Alberto la vio llegar nuevamente y escondió la botella detrás suyo, con la mano izquierda y cuando ensayaba una nueva reverencia los dos se miraron y comenzaron a reír. Alicia detuvo su marcha, Alberto le alargó la botella escondida y con un gesto de complicidad le dijo: “Bella princesa, mi nombre es Alberto”. Ella, aún riendo estiró su diestra y con voz grave le dijo: “Galante caballero, mi nombre es Alicia”.
Sin mediar una razón, los dos, unidos aún por el saludo miraron al cielo y vieron las tres nubes amarillas, casi sobre ellos.

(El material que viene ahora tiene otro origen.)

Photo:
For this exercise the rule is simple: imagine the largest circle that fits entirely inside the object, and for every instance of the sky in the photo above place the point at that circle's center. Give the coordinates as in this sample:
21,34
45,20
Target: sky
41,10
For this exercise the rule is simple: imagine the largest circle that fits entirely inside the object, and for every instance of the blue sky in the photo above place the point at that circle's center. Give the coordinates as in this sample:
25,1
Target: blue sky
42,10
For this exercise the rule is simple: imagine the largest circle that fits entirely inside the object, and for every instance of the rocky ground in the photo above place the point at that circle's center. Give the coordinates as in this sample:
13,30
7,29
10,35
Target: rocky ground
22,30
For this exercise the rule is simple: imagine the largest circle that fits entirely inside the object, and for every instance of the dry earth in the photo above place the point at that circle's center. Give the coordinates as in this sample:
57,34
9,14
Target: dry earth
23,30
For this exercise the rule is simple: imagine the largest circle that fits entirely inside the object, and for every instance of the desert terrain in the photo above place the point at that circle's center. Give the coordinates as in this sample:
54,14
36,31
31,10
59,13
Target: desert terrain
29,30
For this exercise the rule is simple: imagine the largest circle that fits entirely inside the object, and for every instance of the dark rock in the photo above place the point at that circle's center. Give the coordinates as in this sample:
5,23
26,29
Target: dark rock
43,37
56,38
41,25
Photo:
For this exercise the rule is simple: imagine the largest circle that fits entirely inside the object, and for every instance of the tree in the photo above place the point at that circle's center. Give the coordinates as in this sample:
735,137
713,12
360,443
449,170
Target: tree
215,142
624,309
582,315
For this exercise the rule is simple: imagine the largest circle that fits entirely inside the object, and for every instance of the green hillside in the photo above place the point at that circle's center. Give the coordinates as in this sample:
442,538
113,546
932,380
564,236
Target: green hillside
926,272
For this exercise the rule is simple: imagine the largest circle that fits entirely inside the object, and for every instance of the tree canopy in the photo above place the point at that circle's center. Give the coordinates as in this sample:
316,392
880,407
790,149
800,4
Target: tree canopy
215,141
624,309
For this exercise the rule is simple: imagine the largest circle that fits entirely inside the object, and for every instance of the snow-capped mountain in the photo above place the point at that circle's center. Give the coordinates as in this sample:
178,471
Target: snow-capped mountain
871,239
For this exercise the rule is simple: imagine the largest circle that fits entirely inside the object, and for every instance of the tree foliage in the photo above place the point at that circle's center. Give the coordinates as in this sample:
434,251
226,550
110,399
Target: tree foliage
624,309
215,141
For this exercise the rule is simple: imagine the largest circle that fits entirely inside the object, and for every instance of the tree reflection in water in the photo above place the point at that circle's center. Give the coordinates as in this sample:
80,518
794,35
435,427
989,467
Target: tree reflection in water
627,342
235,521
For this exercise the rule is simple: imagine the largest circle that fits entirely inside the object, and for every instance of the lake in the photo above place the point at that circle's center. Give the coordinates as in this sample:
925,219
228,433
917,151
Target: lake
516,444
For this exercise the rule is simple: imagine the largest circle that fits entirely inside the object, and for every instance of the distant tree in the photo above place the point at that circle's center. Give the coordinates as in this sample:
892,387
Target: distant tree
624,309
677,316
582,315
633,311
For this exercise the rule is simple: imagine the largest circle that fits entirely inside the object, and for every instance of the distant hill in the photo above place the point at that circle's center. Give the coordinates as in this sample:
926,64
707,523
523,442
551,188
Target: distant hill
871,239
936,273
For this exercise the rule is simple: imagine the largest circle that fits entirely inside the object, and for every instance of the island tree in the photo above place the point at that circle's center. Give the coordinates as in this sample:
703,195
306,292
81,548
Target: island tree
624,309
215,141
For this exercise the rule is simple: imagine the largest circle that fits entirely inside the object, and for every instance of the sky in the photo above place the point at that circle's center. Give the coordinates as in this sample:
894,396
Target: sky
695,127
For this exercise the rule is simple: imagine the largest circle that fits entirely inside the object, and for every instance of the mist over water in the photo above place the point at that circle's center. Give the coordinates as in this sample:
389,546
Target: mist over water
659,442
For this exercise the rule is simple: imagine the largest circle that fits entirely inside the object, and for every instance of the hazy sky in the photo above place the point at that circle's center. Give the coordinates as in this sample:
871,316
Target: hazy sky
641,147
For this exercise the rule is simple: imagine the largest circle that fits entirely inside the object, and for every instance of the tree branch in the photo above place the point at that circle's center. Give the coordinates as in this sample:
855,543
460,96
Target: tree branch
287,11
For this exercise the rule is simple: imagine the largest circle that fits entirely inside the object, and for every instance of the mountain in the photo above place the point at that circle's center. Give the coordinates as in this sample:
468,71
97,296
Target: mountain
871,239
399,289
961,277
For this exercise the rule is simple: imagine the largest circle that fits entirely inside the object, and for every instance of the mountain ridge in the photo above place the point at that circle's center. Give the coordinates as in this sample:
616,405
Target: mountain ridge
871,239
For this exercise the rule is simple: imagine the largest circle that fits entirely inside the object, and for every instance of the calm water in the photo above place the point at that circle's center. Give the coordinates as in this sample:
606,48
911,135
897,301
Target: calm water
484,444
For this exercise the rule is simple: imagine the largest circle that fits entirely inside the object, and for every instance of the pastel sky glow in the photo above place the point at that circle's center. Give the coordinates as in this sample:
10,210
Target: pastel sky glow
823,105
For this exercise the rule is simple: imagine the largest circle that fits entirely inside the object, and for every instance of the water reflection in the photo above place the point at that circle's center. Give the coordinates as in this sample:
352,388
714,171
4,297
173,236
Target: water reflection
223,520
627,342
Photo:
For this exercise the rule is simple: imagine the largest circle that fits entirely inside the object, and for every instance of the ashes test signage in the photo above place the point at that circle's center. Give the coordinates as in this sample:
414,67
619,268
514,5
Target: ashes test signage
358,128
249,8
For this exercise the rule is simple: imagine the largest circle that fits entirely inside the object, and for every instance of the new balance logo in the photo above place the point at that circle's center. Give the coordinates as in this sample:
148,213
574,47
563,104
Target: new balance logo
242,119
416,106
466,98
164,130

Alicia guardó para sí una sonrisa.
El casamiento se hizo al aire libre, cerca del mediodía y volvieron las tres nubes amarillas. Se ubicaron en esta oportunidad exactamente sobre los novios, como en el sueño. Ambos las miraron y dieron el sí.
Alicia le contó su sueño a Alberto durante la luna de miel que hicieron con motivo de sus bodas de plata, recién cuando ella consideró que su sueño se había realmente cumplido.